99% Invisible and The Kitchen Sisters collaborated to produce two excellent podcasts about Bone Music.

Before the availability of the tape recorder and during the 1950s, when vinyl was scarce, ingenious Russians began recording banned bootlegged jazz, boogie woogie and rock ‘n’ roll on exposed X-ray film salvaged from hospital waste bins and archives.

“Usually it was the Western music they wanted to copy,” says Sergei Khrushchev, son of former Soviet Premier Nikita Khrushchev. “Before the tape recorders they used the X-ray film of bones and recorded music on the bones, bone music.”

“They would cut the X-ray into a crude circle with manicure scissors and use a cigarette to burn a hole,” says author Anya von Bremzen. “You’d have Elvis on the lungs, Duke Ellington on Aunt Masha’s brain scan — forbidden Western music captured on the interiors of Soviet citizens.”

Listen to Bone Music by 99% Invisible and in more depth by The Kitchen Sisters

Of course, this is a market where you have to buy a thing on trust.
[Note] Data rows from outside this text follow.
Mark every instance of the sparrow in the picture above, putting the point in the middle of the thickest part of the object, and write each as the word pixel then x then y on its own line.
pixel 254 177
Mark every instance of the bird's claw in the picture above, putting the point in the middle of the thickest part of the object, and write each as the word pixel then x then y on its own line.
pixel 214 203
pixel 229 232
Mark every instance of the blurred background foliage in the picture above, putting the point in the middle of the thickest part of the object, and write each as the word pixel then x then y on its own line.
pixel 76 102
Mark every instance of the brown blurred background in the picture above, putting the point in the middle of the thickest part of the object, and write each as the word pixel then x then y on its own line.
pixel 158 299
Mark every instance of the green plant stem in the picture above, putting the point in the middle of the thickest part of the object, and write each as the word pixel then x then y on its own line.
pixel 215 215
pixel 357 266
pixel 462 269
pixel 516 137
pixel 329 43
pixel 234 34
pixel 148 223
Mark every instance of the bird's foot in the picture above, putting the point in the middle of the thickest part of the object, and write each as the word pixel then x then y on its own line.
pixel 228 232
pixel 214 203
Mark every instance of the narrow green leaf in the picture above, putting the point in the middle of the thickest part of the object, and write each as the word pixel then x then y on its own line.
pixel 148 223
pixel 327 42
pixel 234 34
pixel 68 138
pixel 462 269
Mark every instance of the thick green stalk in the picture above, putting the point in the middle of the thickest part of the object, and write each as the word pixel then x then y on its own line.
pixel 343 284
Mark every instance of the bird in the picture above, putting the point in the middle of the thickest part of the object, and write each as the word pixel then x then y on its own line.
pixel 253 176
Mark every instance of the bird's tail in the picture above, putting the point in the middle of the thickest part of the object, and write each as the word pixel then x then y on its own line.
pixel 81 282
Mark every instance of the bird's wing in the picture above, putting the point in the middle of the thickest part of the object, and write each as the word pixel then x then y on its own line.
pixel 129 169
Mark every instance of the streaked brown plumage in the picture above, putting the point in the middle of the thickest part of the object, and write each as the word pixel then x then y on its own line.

These records were cheap, but they fell apart after a few plays. You couldn’t listen to a sample.

The authorities didn’t want people listing to decadent anti-revolutionary music, so they did a smart thing. They distributed degrading and botched recordings. By crapping in the pool, they made it harder to trust that any particular recording would be worth the risk of the price or being caught.

Which of these would you buy instead of bread if you knew it might be fake?